ECLI:NL:RBMNE:2021:3728
Rechtbank Midden-Nederland
- Eerste aanleg - enkelvoudig
- Rechtspraak.nl
Beroep tegen niet tijdig beslissen op verzoek om informatie op grond van de Wet openbaarheid van bestuur
Op 12 april 2021 heeft de Rechtbank Midden-Nederland uitspraak gedaan in de zaak tussen STIL Utrecht (eiseres) en de Immigratie- en Naturalisatiedienst (verweerder) onder zaaknummer UTR 20/3974. Deze uitspraak betreft het beroep van eiseres omdat verweerder niet tijdig heeft beslist op haar verzoek op grond van de Wet openbaarheid van bestuur (Wob). Eiseres had haar verzoek op 14 juli 2020 ingediend, en verweerder ontving dit verzoek op 16 juli 2020. Volgens de Wob diende verweerder binnen vier weken, dus uiterlijk op 13 augustus 2020, te beslissen. Eiseres heeft echter op 20 augustus 2020 ingestemd met een verlenging van de beslistermijn, maar deze verlenging was niet correct omdat deze niet voor de oorspronkelijke termijn van 13 augustus 2020 was aangevraagd.

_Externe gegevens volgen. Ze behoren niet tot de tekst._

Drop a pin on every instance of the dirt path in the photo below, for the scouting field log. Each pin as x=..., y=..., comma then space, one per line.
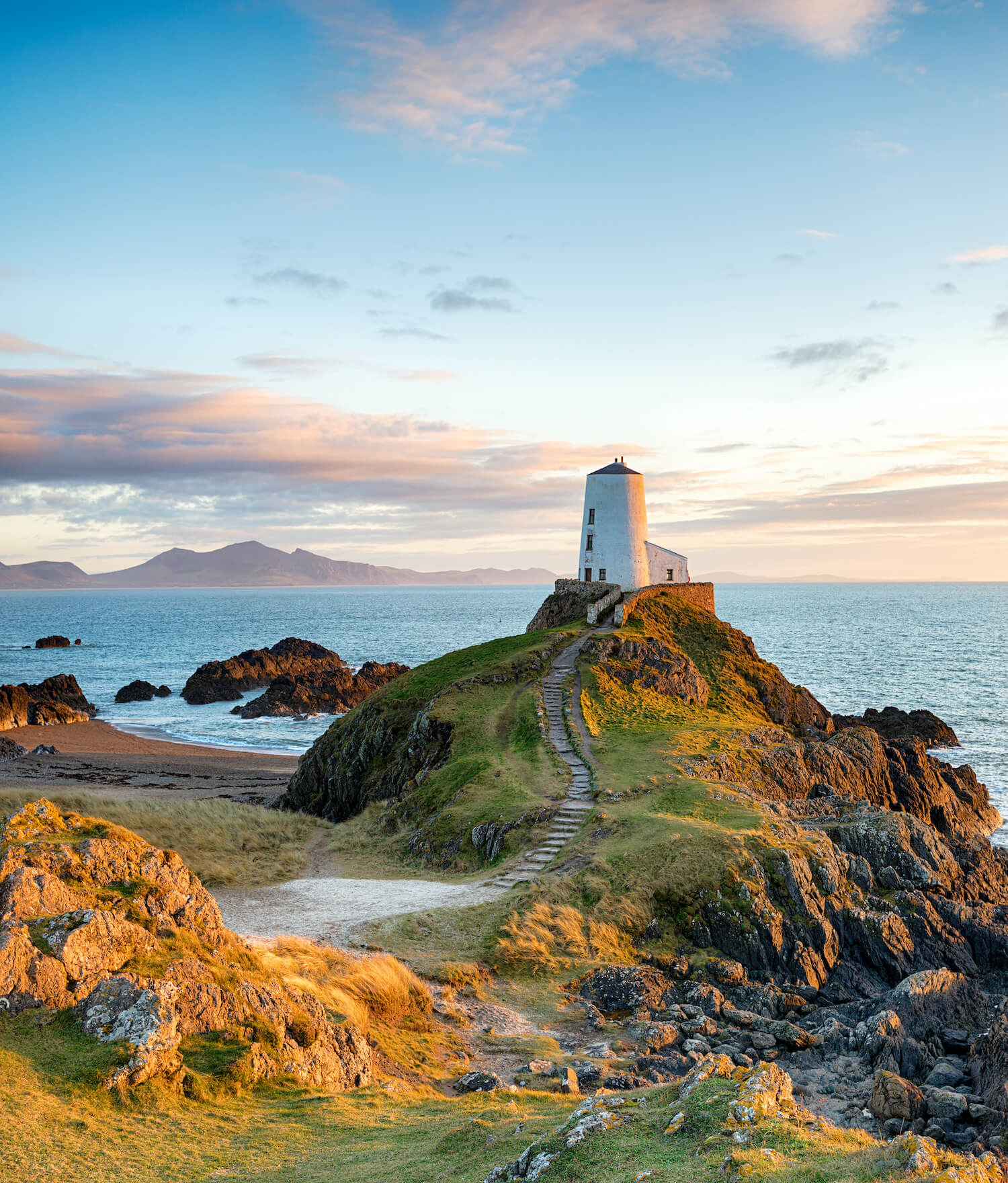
x=329, y=909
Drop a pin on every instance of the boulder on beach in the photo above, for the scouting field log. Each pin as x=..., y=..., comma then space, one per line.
x=57, y=700
x=327, y=692
x=136, y=692
x=11, y=750
x=222, y=682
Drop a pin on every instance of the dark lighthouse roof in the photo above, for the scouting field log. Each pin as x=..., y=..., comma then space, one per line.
x=617, y=468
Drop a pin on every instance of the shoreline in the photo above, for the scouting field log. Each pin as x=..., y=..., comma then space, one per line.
x=101, y=737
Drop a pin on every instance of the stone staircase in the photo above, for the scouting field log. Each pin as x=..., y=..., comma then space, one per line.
x=579, y=801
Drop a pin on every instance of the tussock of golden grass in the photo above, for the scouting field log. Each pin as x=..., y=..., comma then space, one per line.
x=224, y=843
x=552, y=936
x=466, y=977
x=367, y=991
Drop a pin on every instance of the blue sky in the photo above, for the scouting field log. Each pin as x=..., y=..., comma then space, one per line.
x=386, y=282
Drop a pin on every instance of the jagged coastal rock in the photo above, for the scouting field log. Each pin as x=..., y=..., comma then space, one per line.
x=222, y=682
x=93, y=918
x=57, y=700
x=568, y=604
x=891, y=723
x=322, y=692
x=141, y=692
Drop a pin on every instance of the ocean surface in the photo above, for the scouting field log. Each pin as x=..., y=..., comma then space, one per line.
x=939, y=646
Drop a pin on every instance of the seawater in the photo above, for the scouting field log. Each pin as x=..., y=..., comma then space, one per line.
x=941, y=646
x=163, y=636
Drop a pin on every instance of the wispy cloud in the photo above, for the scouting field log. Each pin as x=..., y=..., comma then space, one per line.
x=471, y=296
x=9, y=343
x=864, y=358
x=314, y=188
x=869, y=143
x=411, y=330
x=474, y=76
x=981, y=256
x=306, y=281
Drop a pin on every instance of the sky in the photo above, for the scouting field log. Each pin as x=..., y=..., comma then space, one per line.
x=385, y=282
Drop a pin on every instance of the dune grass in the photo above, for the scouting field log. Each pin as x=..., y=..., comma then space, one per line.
x=60, y=1127
x=224, y=843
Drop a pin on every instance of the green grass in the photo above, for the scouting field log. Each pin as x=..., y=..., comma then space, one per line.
x=59, y=1125
x=226, y=844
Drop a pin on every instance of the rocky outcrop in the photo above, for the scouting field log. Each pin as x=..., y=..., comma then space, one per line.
x=11, y=750
x=52, y=643
x=57, y=700
x=648, y=665
x=93, y=918
x=222, y=682
x=569, y=604
x=141, y=692
x=891, y=723
x=323, y=692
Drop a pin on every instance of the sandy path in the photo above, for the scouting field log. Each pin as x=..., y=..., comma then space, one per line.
x=329, y=910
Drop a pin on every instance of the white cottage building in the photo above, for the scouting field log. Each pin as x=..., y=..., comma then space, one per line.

De rechtbank heeft vastgesteld dat de beslistermijn is overschreden en dat eiseres verweerder op 22 september 2020 in gebreke heeft gesteld. Aangezien verweerder nog steeds geen besluit had genomen, heeft de rechtbank bepaald dat verweerder dit alsnog moet doen binnen twee weken na verzending van de uitspraak. Tevens is er een dwangsom van € 100,- per dag opgelegd voor elke dag dat de beslistermijn nog wordt overschreden, met een maximum van € 15.000,-. De rechtbank heeft het beroep gegrond verklaard en verweerder opgedragen het griffierecht van € 354,- aan eiseres te vergoeden. De uitspraak is gedaan door mr. B. Fijnheer, rechter, en is openbaar gemaakt op rechtspraak.nl.